Man, I used to cast my own lead soldiers as a kid! How did I ever survive!

My personal belief... the human race will not evolve or progress in any way as long as my shampoo bottle has intsructions on it, and a warning not to drink the stuff.
A race to stoopid to deal with shampoo is doomed.

Billy Beck said...

Eloi.

Anonymous said...

I started casting my own lead bullets and playing with them. Does that count?

Tokarev

DirtCrashr said...

Sheesh, all's I got was a mold to make rubbery spiders and bugs. Maybe that was just a training device for FutureFood...

comatus said...

I also used to play with the little blobs of quicksilver from broken thermometers. We kept a glass bottle of toluene in the garage, and cleaned the radio tuner with carbon tet. Any takers?

Interesting juxtapostion here: sort of an O Tamara! O Mores!

The great houses of 'Wome' devolved in only four generations, and until pretty recently we thought the cause was... lead poisoning. Not from China, at least.

Truth told, I still haven't cozied up to flouride in the water.

Anonymous said...

Somewhere in the garage I think I still have a bottle with about two pounds of mercury in it. And don't ask about the several hundred pounds of lead there. I like to think of that as baby bullets, heh.

jimbob86 said...

I had nearly a HUNDRED lead figures (Ral Partha or Grenadier ring a bell to anyone here?) for tabletop Dungeons and Dragons battles............ and if Mrs. Fauntelroy from The Society For The Preservation Of Everything ever found out how much mercury got swiped from the chem lab and was subsequently dropped on the floor at my high school, she die of apoplexy. Someone find her and tell her.....

Oldsmoblogger said...

I remember Ral Partha and Grenadier, jimbob, and I'll raise you Martian Metals. ;-)

I've got more of those metal miniatures than I can count (10mm Seven Years' War, 15mm American Civil War, 1/285 scale and 10mm WWII).

As for molds, you can now buy molds from an outfit called Prince August, although casting my own doesn't really appeal to me (and the scale is wrong). You can also sculpt your own and find you a moldmaker to cast them for you. Finally, if you have more money than time, you can send your unpainted figures off to Sri Lanka, where they will be painted to a fairly high standard.

It's a great time we live in, filled (as always) with a lot of screwy people.

Mauser*Girl said...

See, the thing is ... it's easier for parents to complain and get law makers to have the toy industry change it's materials, manufacturing procedures, and what they manufacture.

Easier, apparently, than telling your kids not to stick the f**** thing into its mouth!

comatus said...

Any old car guy will be glad to tell you that we lost 10-15% of the national auto fuel supply when we gave up tetraethyl additive. Coincidentally, this occurred at the same time as the great gas shortage. And, though I'm a stainer, not a painter, some have told me that a great deal of paint's usefulness in preserving wood went away with the removal of lead from exterior paint.

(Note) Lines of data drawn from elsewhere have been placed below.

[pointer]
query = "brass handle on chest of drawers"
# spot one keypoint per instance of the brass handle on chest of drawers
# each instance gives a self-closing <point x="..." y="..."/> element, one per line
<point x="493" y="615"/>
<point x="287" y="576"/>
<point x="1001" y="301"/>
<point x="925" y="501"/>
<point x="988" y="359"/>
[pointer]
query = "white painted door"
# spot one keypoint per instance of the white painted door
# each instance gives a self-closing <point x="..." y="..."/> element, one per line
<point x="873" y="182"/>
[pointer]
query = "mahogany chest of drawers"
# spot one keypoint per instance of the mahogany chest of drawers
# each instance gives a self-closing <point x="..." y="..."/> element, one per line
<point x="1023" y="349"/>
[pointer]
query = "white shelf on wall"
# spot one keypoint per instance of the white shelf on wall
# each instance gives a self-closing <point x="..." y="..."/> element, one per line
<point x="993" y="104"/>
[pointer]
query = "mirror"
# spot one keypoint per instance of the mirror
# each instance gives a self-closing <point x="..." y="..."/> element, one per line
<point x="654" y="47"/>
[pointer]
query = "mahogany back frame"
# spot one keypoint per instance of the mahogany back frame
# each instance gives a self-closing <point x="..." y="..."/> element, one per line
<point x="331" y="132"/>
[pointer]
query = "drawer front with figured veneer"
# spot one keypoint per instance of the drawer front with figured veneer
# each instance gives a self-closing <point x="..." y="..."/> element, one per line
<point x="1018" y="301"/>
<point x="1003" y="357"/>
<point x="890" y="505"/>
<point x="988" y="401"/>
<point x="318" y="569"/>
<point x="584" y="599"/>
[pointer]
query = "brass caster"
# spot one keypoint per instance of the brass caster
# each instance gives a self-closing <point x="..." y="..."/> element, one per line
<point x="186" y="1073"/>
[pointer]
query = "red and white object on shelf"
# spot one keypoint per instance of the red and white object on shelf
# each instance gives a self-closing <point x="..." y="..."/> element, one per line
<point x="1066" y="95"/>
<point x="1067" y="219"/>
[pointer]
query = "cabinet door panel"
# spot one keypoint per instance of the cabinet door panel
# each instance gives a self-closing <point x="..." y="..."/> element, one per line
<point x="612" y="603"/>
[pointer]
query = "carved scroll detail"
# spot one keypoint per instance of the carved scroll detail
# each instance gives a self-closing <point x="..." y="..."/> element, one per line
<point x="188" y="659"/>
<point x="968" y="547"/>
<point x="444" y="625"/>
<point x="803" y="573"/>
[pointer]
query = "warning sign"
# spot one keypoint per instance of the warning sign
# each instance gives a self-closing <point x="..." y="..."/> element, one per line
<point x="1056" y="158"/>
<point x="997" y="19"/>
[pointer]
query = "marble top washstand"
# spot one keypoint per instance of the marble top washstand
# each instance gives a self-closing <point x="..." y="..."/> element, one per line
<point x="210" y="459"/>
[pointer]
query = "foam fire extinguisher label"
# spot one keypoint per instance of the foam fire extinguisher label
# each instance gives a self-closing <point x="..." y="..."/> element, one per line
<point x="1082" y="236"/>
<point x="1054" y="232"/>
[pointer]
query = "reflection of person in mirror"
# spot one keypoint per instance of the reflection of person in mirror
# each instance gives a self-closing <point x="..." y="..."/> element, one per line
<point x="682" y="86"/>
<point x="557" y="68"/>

Now the good part: the only surveys that ever showed extensive consumption of lead, or bad effects from it, took place in a housing project in Chicago that was built and spec'ed by, you guessed it, the federal government.

Mercury has a similar history, but in Canada.

Anonymous said...

You're not supposed to drink shampoo? Damn.

doubletrouble said...

Tam, I a way bit older than you, & if you can believe it, I still have my lead soldier (& a cannon) molds from when I was a crumb snatcher. They’re Civil War guys, & my folks had bought me the melting pot & everything. I can still remember that cool smell of the molten lead.
‘Course, I can’t remember much else.
If you want I should make you a lead soldier, lemmeno!
I’m still goofball enough where I’ll cast some bullets, a few round balls, a soldier or two…

Diamondback said...

Somewhere around are old molds for soldiers that belonged to dad when he was a kid. I remember him pulling them out when I was a kid when he was casting some bullets. He'd sometimes cast a soldier for "old times sake" and hand it to me when it had cooled a bit. The molds date back to the 40's I believe. Speaking of "scary" toys, I had a wood burning set as a kid as well as a couple of chemistry sets that had Hazardous chemicals. I can remember making black powder from scratch a few times.